Mwanza also needs a visa to enter Canada but producer Marie-Claude Poulin says she doesn’t expect that to be a problem since the teen spent two months here last year when the film made its Canuck premiere.
Mwanza has also travelled to Berlin and Paris for other Rebelle screenings, which should help her American application, the producers add.
Give the girl a damn visa USA! Come on! Don't worry, she won't stay here and mooch off of *hard-working, tax-paying American citizens.* That's partly what the concern is, right? Let her enjoy those 5 days, or however long itll be, to reap some of the rewards of her hard work (she's the star of the movie, and is the engine that really makes it go).
In War Witch, we follow on a 3 year journey, starting with her kidnapping by rebels from an unnamed village in which she and her family live, to becoming a child soldier. She's branded a witch by the rebel leader after she survives an ambush that left the rest of the unit she was dispatched with, dead, and becomes something of a treasure to the leader, who believes she possesses magical powers he can exploit for his own protection. She eventually is able to escape from the camp with an older albino soldier who pledges his love for her, and seeks her hand in marriage, and, for the very first time, albeit for a short period of time, she experiences the simple joys of living a peaceful life; but unfortunately, none of that lasts, and she's soon thrust back into the madness she once fled.

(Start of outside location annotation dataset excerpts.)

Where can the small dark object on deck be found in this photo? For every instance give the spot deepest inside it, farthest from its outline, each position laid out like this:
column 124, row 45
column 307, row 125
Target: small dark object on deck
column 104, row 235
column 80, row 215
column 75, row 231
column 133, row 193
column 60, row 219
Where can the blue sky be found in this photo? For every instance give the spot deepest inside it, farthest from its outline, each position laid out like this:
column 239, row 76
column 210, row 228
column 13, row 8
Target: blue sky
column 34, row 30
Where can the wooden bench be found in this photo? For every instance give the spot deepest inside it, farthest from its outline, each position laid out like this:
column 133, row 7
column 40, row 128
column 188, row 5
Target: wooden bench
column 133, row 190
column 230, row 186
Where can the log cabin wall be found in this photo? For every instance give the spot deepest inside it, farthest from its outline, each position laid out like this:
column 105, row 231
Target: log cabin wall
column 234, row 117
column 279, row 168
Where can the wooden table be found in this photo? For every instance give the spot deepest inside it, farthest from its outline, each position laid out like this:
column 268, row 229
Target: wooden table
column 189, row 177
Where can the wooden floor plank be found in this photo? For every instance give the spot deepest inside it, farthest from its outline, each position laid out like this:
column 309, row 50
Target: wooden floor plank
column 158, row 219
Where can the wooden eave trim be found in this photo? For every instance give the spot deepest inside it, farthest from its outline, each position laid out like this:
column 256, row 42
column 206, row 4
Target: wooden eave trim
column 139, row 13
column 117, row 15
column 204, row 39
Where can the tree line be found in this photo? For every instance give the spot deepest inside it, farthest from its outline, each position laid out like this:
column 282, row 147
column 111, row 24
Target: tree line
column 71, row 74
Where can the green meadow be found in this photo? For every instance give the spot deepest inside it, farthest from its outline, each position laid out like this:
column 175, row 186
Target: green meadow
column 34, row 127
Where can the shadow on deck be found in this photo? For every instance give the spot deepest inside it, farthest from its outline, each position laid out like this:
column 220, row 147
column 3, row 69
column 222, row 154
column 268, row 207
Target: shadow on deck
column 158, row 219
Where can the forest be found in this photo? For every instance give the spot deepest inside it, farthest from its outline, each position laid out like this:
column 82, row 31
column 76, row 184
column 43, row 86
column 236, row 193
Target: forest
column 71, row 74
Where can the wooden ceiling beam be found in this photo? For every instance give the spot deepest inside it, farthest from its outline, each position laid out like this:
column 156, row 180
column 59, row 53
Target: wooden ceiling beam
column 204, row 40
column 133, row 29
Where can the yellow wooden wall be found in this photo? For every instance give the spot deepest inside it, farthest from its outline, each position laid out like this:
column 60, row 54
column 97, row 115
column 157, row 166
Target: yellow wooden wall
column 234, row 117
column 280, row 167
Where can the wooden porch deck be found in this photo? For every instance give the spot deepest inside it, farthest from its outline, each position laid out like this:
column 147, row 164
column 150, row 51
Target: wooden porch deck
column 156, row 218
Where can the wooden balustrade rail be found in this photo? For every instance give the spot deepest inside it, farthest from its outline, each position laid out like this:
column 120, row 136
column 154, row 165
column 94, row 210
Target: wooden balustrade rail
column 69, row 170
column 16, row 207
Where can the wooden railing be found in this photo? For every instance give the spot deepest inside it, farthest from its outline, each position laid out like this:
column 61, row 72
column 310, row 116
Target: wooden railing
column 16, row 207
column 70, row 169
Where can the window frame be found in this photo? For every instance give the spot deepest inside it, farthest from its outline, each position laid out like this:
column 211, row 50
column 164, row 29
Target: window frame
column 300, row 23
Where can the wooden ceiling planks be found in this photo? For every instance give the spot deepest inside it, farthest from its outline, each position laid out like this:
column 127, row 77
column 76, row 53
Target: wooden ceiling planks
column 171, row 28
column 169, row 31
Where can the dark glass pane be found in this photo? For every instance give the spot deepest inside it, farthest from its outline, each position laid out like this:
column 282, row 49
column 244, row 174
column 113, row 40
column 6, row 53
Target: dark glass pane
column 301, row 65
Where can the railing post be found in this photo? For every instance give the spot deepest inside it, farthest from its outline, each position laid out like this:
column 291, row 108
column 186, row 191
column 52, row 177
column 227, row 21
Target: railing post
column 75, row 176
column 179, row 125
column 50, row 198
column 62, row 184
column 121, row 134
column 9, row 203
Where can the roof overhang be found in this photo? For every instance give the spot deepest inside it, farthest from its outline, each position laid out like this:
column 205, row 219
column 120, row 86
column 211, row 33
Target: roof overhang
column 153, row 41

Of course Mwanza still has to return to the DRC. It's not like there's a blossoming film industry there, like there is in the USA, which would give her options she doesn't currently have. Although DRC-based filmmakers with international appeal like Djo Tunda Munga should maybe take note.
But it's obviously a good thing that director Nguyen is involved in ensuring that she's taken care of (and I should add that this isn't exactly some global blockbuster movie that's raked in millions of dollars in box office, so it's not like money is flowing to be sent back to her regularly). But hopefully when it opens Stateside in March, it'll see some good returns.
Mwanza currently lives with fellow Rebelle actress Marie Dilou in Kinshasa, the producers say, and, as noted they've promised to pay for her education, room and board until she turns 18. What happens after that? Who knows.
The filmmakers first spotted her in a documentary on street kids in Kinshasa, and traveled to the city to meet her in person. That's how she got the part in their film.
“She had an intensity that no other girls had and we decided to cast her at the time and she was living mostly on the streets,” Nguyen says of Mwanza.
And for her performance, she went on to win best actress awards at last year’s Berlin International Film Festival and the Tribeca Film Festival. We couldn't have two young black girls nominated for the Best Actress Oscar I suppose, so Quvenzhane Wallis got the nod.
But I hope Mwanza gets her USA visa, and makes it to the Oscars next month. Maybe, in addition to getting autographs from Beyonce or Rihanna, she'll get to shake hands with Wallis too.